Antibiotics are not typically used in farm-raised ostriches, and both of these purveyors state that their products are antibiotic-free. They also claim that hormones are never used in their birds, but this is moot because hormones are never administered to poultry.

As might be expected for an appealing product with a limited supply, ostrich meat is fairly expensive. The price for an 8-ounce filet at the two online stores mentioned above is $15 to $20, and ground meat is $12.95 to $16 per pound. The empty eggshells cost $35 a pop, and when available, that ostrich egg will run you $42.

Because of its low fat content, ostrich can go from juicy to leathery if cooked too long. The World Ostrich Association suggests sealing in the juices by using a roasting bag when preparing a leg roast, and cooking ostrich steaks over high heat before turning down the flame to finish them off. The meat can also be cubed and added to stews and stir-fries. Ground ostrich meat can be used for burgers, spaghetti sauce, chili, and just about any other recipe that calls for ground beef.
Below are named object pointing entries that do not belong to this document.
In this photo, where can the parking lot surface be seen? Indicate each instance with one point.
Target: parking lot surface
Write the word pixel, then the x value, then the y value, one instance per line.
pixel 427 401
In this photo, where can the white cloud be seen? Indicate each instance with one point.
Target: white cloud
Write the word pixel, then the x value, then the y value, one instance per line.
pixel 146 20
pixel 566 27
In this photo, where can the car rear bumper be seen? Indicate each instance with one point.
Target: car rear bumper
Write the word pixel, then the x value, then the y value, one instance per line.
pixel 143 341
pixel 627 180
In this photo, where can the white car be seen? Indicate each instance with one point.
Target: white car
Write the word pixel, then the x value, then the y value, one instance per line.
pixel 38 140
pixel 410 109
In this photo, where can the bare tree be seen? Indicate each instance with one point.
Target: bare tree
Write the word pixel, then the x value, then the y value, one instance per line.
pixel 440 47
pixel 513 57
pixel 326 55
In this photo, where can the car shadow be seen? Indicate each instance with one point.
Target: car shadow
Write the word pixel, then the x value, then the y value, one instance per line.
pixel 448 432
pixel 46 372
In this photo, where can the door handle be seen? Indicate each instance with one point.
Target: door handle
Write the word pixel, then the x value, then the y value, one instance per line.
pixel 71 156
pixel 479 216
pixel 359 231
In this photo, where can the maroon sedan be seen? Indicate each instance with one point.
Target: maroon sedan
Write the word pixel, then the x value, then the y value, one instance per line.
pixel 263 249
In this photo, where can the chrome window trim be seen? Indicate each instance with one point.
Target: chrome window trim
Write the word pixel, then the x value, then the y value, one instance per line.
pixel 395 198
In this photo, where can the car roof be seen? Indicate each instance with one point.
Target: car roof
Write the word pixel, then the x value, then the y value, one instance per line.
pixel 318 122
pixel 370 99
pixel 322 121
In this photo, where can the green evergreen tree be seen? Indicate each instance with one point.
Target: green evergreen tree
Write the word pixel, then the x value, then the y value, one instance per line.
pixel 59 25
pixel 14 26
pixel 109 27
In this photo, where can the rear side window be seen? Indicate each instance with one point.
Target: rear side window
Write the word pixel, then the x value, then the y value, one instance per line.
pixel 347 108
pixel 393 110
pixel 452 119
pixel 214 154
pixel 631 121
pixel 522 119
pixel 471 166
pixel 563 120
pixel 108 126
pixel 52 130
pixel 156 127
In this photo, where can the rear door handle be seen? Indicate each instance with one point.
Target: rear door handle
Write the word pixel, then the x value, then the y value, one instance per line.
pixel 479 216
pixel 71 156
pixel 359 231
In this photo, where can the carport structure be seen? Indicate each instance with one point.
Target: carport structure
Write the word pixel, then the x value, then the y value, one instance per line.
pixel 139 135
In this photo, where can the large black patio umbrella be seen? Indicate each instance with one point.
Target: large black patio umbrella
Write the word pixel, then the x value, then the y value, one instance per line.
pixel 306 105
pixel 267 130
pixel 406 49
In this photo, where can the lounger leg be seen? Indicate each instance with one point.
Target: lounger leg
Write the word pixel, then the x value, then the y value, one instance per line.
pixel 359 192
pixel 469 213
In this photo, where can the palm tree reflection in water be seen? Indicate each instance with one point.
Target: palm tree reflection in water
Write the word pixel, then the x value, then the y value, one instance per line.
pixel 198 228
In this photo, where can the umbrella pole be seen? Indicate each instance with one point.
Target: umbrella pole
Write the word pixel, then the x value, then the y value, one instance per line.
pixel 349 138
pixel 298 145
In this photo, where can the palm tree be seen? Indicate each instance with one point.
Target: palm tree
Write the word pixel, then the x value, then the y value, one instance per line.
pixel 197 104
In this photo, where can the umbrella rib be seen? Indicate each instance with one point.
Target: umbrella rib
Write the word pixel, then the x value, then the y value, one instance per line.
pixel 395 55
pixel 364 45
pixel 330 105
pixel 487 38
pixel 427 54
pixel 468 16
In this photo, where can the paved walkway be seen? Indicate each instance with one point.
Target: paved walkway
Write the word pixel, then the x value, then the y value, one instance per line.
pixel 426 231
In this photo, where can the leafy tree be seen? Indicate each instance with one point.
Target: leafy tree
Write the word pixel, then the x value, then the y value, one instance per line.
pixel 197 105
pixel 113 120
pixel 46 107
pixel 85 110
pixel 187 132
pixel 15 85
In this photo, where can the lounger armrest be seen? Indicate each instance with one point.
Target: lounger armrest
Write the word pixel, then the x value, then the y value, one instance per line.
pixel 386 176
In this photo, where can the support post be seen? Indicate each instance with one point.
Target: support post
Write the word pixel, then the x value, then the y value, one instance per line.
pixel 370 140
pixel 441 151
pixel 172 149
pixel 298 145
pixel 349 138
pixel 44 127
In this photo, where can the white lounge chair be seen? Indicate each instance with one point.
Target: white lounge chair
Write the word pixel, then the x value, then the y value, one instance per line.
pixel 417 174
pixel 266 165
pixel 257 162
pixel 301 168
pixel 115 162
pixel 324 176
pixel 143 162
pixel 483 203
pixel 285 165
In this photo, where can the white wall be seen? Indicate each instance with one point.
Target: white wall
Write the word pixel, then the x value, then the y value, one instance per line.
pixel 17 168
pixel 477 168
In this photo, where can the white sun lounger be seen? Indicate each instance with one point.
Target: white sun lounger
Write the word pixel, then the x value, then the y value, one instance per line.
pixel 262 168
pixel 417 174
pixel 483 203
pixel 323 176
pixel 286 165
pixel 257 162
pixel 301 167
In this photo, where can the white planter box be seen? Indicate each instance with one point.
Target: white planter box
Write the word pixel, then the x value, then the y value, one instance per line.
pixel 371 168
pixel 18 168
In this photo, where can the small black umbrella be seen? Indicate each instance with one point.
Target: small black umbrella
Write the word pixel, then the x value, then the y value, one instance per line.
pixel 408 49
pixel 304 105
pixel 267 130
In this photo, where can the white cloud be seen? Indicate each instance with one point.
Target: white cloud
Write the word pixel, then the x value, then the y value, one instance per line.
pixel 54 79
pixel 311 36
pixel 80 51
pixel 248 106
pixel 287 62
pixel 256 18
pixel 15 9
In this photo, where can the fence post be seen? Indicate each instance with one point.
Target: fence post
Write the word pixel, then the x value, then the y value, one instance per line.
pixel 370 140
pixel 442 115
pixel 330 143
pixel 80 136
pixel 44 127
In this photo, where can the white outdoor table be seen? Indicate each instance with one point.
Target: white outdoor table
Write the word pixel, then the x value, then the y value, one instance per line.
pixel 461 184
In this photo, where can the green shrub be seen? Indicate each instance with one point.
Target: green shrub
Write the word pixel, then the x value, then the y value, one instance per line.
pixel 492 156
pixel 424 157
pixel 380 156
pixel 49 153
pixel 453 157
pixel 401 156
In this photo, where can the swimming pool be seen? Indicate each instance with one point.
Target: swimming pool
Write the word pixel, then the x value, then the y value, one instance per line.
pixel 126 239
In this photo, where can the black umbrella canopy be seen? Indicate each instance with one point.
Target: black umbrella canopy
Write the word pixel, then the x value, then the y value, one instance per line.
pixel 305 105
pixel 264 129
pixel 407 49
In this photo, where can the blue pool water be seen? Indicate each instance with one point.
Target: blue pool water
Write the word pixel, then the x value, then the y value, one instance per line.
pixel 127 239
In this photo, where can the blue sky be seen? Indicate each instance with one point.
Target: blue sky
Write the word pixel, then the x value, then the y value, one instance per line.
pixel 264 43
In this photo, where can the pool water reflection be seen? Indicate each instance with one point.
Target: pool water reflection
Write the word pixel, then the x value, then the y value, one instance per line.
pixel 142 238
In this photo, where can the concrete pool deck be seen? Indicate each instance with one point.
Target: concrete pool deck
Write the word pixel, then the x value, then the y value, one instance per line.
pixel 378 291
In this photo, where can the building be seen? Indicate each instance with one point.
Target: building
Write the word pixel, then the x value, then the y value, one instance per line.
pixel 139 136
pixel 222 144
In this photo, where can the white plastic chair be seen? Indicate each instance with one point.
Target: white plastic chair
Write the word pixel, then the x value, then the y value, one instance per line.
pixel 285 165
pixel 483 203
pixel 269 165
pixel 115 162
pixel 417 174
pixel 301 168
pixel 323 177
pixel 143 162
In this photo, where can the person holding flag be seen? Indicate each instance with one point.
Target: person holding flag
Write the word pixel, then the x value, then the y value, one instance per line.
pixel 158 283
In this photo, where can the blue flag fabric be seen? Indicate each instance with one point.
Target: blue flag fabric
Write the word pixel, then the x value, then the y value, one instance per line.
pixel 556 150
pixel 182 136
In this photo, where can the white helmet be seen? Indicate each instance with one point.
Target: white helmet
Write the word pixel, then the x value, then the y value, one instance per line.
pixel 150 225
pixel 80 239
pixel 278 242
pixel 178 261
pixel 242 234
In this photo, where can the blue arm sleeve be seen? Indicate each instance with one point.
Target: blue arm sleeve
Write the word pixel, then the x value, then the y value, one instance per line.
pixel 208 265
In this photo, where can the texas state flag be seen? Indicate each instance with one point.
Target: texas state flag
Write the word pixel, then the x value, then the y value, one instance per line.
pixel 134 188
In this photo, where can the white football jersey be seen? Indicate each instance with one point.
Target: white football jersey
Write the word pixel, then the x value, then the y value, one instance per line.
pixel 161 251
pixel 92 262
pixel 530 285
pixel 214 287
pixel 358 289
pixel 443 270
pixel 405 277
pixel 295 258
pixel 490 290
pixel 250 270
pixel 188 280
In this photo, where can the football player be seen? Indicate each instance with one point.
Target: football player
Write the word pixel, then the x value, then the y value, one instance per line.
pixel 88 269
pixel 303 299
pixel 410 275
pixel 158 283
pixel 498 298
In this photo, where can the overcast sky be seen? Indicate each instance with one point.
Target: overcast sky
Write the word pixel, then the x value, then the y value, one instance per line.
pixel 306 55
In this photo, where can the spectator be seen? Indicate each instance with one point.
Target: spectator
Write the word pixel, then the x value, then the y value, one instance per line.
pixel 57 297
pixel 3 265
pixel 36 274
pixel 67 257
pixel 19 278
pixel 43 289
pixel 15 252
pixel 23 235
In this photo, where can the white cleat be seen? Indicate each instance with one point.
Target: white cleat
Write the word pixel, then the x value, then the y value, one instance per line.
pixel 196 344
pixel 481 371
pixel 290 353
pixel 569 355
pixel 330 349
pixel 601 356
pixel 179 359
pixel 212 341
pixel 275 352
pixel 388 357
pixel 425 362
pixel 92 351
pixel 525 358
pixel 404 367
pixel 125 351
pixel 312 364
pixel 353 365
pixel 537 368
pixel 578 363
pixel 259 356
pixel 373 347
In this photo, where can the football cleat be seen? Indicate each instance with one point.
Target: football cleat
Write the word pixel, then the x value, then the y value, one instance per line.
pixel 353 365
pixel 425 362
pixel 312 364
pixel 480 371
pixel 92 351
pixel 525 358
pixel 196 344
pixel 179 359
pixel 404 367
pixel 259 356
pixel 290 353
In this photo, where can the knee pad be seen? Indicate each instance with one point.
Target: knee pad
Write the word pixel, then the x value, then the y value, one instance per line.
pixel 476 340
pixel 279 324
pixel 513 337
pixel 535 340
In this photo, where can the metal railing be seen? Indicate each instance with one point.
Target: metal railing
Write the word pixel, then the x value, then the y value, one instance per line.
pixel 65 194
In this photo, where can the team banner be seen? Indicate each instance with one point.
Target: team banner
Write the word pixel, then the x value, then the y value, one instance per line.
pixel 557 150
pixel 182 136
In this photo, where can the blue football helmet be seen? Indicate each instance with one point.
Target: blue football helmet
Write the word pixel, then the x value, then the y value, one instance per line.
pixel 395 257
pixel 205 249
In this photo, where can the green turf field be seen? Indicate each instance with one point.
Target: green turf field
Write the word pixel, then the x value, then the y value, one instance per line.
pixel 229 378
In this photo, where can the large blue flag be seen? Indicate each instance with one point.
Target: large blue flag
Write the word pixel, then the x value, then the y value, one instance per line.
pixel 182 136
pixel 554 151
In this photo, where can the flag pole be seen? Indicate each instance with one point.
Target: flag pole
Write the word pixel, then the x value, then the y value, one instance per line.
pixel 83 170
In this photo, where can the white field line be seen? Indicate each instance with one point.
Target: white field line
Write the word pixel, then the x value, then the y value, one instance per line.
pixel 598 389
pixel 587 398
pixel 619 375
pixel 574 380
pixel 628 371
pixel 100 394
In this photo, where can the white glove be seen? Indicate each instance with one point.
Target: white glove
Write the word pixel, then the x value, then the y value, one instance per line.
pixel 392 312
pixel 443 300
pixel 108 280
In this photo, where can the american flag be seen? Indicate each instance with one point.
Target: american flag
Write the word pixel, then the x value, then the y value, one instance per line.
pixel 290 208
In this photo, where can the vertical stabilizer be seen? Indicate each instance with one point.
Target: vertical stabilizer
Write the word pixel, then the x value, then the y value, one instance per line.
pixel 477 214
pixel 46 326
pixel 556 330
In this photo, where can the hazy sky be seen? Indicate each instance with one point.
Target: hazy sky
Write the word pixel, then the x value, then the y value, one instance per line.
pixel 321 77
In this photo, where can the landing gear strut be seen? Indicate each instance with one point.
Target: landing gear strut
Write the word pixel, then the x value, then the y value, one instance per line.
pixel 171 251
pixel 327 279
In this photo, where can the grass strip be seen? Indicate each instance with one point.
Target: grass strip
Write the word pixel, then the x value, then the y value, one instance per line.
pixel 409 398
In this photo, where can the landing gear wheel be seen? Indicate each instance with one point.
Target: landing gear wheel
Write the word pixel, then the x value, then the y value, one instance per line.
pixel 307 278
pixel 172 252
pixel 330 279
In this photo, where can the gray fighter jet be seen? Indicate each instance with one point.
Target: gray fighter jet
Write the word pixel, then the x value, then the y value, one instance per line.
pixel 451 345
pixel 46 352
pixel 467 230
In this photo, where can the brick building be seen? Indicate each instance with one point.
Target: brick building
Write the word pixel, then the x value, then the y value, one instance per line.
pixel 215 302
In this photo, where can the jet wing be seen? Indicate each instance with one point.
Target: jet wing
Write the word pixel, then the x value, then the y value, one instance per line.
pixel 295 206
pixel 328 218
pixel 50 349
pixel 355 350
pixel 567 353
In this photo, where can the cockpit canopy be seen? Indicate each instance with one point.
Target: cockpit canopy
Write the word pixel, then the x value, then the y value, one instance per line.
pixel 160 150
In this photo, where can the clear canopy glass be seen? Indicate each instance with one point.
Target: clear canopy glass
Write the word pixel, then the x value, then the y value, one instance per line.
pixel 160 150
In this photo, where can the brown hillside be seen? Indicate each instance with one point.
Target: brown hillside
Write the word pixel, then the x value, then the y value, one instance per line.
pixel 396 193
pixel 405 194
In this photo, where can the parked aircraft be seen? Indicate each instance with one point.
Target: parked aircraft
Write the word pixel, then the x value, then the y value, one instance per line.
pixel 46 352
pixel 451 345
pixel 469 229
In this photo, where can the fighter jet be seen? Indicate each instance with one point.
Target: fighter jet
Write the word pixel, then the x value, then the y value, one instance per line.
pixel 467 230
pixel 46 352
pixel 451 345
Comparing Nutrition: Ostrich, Beef, and Poultry

Type/cut of meat, 3.5 ounces, raw Calories Total Fat (grams) Saturated Fat (grams)
Fan 115 3 <1
Inside Leg 110 2 <1
Inside Strip 125 3 <1
Outside Leg 115 2 <1
Outside Strip 120 2 <1
Oyster (portion of the thigh) 125 4 1
Round 115 3 <1
Tenderloin 125 3 1
Tip, Trimmed 115 2 1
Top Loin 120 3 1
Ground ostrich 165 9 2
Eye, Round, Choice 125 3 1
Round, Tip, Choice 130 5 1.5
Top, Round, Choice 125 4 1.5
Ground beef, 85% lean 250 15 6
Ground beef, 95% lean 135 5 2
Chicken breast, skinless 120 3 <1
Chicken leg 120 4 1
Turkey, ground, 85% lean 180 13 3.5
Turkey, ground, 93% lean 150 8 2
OSTRICH/BEEF (average values)
Ostrich** 120 3 1
Ostrich, ground 165 9 2
Beef*** 125 4 1
Beef, ground, 85% lean 250 15 6

Source: USDA Food Composition Database. *Numbers have been rounded. **Average of ten cuts: fan, inside leg, inside strip, outside leg, outside strip, oyster, round, tenderloin, tip, and top loin. ***Average of eye of round, round tip, and top round, choice, lean only, trimmed to 0” fat.